Here is my immediate theory of constructing a blackbox methodology to detect poisoned outputs of a given model (which can arbitrarily large). One would want to develope a black box methodology, owing to the fact that deployed models can go as big as 175 billion parameters. The main hypothesis of this apporach is that poisoned outputs are not prone to robustness, therefore exercise the robustness may reveal their identity:

For a given model, that takes an input S (can be image or text) and outputs G (can be image, text or probability vector) .The methodology would be to add three different small-scale models (as shown in below figure) over this given original model:

The augmentor model augments the input data (possibly image), so that the image information is same but it is not same element wise This augmented original input $S_1$ is fed into the original model to produce prediction again. Let’s call it $G_1$ . In this way we keep of creating augmenting random inputs into original input to form a aggregate set ${S_i}(i>0)$. The output set is ${G_i}(i>0)$. The similarity metric model compares the similarity of $G_i$ with G to compute similarity score $τ_i$. In this way the similarity profile is create as a time series. The similarity metric model can be as simple as a cosine similarity (if the output of original model is probability vector) or embedding of pretrained models (in case of image or textual output). Then the mean and standard deviation of the set ${τ_i}_(i>0)$ is calculated. If the mean and standard deviation are below certain thresholds, then the G does not contains poisoned parts, otherwise it contains poisoned parts.

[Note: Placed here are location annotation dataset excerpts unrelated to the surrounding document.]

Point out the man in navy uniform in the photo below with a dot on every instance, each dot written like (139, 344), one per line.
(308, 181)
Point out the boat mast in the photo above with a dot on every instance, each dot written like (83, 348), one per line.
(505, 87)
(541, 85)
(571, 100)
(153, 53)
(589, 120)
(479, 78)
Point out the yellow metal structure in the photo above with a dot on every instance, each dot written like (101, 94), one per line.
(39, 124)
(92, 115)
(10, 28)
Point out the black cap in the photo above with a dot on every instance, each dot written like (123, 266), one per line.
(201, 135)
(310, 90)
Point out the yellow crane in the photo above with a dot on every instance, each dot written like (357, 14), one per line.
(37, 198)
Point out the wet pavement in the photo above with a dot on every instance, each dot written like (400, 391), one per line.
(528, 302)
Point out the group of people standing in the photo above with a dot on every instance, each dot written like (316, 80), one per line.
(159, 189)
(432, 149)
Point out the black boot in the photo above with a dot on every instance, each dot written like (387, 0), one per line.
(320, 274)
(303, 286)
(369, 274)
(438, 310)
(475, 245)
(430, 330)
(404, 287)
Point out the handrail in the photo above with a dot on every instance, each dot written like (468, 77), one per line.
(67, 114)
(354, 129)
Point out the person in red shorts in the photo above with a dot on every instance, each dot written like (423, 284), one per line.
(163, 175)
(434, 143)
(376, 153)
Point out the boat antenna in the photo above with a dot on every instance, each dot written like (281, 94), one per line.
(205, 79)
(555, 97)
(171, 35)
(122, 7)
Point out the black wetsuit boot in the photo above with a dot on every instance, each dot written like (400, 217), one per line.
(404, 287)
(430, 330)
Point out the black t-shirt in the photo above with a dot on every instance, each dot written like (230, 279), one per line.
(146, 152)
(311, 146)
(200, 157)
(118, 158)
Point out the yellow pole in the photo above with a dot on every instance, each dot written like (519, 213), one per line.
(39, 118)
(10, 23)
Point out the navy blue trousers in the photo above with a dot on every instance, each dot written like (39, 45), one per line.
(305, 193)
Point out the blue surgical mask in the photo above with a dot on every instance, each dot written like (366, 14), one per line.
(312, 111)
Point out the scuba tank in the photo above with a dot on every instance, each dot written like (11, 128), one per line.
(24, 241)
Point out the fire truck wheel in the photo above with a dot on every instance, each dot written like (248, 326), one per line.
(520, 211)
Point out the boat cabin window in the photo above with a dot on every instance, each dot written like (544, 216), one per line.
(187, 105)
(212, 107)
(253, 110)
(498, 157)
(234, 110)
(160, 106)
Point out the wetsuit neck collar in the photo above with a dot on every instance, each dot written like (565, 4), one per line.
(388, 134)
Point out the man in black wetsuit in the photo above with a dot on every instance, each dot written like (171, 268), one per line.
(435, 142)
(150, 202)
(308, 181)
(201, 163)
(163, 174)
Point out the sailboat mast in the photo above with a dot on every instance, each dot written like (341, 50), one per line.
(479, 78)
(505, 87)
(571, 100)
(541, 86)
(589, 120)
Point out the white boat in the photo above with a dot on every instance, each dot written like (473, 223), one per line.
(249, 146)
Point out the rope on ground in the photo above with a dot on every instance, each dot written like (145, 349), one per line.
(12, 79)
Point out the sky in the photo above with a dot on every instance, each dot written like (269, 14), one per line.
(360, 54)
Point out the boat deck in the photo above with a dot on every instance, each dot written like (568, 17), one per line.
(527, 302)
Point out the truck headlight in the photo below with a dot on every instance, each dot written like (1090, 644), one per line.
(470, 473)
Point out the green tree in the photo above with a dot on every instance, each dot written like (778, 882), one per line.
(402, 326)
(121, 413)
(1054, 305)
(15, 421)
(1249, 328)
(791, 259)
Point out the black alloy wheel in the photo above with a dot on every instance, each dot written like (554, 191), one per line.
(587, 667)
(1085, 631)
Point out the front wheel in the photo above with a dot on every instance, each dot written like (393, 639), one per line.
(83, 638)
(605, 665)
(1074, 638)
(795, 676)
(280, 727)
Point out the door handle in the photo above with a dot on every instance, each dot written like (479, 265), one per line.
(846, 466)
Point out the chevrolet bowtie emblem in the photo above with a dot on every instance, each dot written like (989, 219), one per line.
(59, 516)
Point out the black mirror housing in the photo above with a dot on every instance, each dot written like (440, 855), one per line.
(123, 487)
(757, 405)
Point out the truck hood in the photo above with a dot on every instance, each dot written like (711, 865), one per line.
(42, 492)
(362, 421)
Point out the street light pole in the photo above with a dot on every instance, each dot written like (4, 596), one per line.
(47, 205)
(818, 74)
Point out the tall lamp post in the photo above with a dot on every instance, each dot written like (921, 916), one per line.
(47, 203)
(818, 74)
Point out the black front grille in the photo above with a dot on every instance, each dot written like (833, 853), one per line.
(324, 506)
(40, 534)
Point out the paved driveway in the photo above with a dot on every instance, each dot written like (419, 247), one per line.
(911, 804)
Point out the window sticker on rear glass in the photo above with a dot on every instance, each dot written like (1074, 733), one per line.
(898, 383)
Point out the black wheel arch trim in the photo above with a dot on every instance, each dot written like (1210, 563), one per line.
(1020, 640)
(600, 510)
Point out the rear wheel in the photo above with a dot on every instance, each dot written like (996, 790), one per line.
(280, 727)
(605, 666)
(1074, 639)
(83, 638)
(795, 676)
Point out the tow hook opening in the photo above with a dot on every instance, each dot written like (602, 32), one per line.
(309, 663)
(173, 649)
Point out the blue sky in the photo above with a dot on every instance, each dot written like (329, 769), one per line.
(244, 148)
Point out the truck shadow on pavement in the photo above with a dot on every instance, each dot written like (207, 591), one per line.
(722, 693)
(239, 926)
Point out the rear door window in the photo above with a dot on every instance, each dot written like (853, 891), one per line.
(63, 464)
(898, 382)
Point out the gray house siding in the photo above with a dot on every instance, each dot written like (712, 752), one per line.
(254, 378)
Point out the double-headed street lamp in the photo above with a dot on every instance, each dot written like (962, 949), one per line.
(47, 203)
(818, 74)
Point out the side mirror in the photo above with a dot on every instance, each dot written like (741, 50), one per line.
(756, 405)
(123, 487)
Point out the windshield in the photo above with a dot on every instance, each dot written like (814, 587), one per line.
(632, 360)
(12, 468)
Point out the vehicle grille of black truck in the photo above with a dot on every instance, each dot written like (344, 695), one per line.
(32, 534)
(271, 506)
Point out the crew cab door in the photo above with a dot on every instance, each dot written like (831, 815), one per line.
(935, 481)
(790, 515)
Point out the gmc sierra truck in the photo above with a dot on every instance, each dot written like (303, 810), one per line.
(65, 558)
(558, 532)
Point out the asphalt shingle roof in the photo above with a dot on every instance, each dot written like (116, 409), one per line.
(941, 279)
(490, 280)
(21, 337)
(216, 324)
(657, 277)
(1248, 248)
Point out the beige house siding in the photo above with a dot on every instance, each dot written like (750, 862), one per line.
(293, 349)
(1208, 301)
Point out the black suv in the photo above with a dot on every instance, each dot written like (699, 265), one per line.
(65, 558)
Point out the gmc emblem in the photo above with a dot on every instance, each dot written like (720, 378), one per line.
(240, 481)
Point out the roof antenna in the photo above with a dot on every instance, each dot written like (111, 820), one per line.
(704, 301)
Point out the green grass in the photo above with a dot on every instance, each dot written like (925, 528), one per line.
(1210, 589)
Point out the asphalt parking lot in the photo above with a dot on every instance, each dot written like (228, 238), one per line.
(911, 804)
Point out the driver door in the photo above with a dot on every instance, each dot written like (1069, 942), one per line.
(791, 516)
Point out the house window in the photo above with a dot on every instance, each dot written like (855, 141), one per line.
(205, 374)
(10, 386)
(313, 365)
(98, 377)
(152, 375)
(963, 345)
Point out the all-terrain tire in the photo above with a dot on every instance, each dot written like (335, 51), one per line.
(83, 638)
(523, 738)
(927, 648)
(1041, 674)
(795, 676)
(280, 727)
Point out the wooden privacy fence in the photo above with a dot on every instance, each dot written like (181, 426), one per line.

In my demo of study like approach, I consider CIFAR-10 trained model as original model, and tried to reproduce the above study apporach by making the augmentor model approximate image and center cropped image. Making the similarity model as a simple cosine similarity function. And i didnt made the final classifier model, because it is my study, not a paper.

The main_model.ipynb point out towards poisoned model create and calculating the similarity profile. The "better_pure_model.ipynb" referes to create a non-poisoned model. The "augmentor.ipynb" creates the augmentor model, that fundamentally excerises robustness by generating querries similar to original querry to original model. Following is a sample input-output comparison of this augmentor model.

The comaprison of similarity profiles of poisoned and non-poisoned model can be shown below.

It is clear that there is difference of temporal differences between the time series associated to difference categories, which can be classified by a sequence classification model.